Il a été bien montré que les traitements inhibiteurs de la résorption (bisphosphonates, dénosumab) diminuaient le risque de complications des métastases osseuses. Des questions concernant la durée du traitement persistent et certaines études évaluent la possibilité d’un espacement du traitement. Parmi celles-ci, citons 2 études récentes.
L’étude OPTIMIZE-2, randomisée double insu, a été menée chez 416 patientes ayant des métastases osseuses d’un cancer du sein et ayant déjà eu au moins 9 perfusions d’acide zolédronique ou de pamidronate au cours des 10 à 15 mois précédents.

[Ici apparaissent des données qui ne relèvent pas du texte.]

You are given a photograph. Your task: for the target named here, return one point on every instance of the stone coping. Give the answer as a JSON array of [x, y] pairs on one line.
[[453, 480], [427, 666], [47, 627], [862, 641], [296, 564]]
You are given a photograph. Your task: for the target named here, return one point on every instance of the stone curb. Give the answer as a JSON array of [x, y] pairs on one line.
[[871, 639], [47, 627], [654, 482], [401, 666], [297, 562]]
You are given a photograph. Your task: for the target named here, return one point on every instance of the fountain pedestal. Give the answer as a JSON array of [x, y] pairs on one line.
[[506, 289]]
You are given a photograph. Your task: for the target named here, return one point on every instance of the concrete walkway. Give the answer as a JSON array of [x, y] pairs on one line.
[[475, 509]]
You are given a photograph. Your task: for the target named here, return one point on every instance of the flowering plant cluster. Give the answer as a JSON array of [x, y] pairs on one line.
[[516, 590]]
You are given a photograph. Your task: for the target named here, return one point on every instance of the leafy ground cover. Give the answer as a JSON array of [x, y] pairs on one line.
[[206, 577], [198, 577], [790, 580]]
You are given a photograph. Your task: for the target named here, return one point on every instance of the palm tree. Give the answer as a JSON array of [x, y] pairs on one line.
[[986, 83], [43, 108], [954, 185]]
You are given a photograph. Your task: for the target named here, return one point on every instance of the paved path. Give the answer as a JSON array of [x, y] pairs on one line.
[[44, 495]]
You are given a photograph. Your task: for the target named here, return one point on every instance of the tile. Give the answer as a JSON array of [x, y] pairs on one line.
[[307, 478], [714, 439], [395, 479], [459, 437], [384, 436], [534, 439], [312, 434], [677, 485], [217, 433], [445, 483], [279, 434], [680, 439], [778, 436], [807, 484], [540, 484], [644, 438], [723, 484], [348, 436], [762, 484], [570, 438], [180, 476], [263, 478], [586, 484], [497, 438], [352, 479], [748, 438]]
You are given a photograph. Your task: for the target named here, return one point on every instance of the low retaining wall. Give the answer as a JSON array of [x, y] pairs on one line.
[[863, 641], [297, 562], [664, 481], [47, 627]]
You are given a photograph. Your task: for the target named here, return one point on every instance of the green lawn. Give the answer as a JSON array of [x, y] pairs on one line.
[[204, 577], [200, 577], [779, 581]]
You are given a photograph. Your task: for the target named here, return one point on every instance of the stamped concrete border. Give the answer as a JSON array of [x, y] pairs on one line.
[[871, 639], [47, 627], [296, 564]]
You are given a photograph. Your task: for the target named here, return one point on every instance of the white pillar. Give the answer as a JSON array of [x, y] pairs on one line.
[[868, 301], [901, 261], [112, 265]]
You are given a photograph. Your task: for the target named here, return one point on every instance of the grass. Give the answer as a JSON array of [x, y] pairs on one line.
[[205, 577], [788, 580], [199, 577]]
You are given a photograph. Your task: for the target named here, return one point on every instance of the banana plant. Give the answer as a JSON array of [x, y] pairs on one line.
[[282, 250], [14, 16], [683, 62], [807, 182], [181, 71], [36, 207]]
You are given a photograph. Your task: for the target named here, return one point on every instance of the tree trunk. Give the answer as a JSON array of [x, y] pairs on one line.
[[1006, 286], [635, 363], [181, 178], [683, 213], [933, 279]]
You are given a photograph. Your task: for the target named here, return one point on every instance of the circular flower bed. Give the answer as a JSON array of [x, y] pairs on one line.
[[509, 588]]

Ces patientes ont ensuite reçu une perfusion de 4 mg d’acide zolédronique toutes les 4 ou 12 semaines pendant 1 an et il n’a pas été montré de différence concernant le nombre de patientes ayant eu des évènements osseux et le délai de survenue du premier évènement (1).
Les résultats d’une étude randomisée ouverte effectuée chez 1 822 patients ayant un cancer métastatique du sein, de la prostate ou un myélome avec au moins une atteinte osseuse, recevant une perfusion d’acide zolédronique toutes les 4 semaines ou toutes les 12 semaines pendant 2 ans retrouvent un risque comparable de survenue d’évènements osseux (2) ; il faut malgré tout souligner un taux de CTX sérique plus élevé dans le groupe traité toutes les 12 semaines.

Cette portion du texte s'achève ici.